Virtually everything that Donald Trump has done since taking office has somehow advantaged Beijing. One of the first actions of the administration was withdrawal from the Trans Pacific Partnership, a free trade deal among a dozen countries that deliberately excluded China. Whatever the TPP’s potential impact on workers and consumers in the United States and the other signatories, whatever legitimate opposition the TPP generated among progressives, China was delighted to see the agreement unravel. China is the number one trading partner for virtually every country in the Pacific region. The dissolution of the TPP helps to preserve that advantage.

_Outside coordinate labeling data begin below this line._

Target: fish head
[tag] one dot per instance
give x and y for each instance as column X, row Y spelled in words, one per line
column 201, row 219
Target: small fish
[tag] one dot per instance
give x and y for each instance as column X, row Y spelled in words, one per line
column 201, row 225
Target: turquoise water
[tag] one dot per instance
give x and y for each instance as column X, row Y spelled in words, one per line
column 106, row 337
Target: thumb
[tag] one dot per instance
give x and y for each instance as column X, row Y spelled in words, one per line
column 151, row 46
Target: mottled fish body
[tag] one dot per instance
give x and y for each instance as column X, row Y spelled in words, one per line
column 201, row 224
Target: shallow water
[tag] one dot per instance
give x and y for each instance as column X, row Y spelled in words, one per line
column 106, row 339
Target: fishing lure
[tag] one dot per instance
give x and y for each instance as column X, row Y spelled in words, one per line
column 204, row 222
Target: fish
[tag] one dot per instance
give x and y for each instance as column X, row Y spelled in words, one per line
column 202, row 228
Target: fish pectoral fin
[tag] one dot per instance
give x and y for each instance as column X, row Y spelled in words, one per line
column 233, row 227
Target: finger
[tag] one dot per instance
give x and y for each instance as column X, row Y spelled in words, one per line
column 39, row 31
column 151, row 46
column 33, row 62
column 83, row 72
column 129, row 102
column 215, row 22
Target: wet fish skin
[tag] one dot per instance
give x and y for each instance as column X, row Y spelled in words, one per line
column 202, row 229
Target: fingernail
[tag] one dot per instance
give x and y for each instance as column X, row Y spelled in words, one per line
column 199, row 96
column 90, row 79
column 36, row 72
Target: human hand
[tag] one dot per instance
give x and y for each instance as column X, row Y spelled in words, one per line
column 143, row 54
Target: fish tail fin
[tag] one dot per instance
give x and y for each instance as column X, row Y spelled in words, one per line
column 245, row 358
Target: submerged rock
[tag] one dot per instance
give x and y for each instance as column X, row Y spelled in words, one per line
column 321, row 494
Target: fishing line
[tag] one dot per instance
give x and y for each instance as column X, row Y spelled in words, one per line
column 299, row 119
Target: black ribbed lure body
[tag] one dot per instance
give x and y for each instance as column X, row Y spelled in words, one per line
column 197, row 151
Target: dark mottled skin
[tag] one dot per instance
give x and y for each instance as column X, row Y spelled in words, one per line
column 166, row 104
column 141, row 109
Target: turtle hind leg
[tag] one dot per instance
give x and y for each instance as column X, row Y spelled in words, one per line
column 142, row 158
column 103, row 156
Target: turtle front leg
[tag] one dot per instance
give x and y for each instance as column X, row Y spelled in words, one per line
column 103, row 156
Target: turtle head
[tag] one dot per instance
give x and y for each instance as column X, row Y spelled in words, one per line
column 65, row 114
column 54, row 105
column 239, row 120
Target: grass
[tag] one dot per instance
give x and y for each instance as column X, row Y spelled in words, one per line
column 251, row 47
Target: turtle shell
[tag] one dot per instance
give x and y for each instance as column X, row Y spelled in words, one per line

The most recent action by the Trump administration, the withdrawal from the Paris climate pact, is also a boon for Beijing. Once an international pariah for its growing carbon footprint, China has turned around its reputation by investing heavily into sustainable energy and embracing a Green future. Now, with the United States scurrying backward into the 19th century, China can present itself as a global leader in the 21st century on climate change and a range of other issues.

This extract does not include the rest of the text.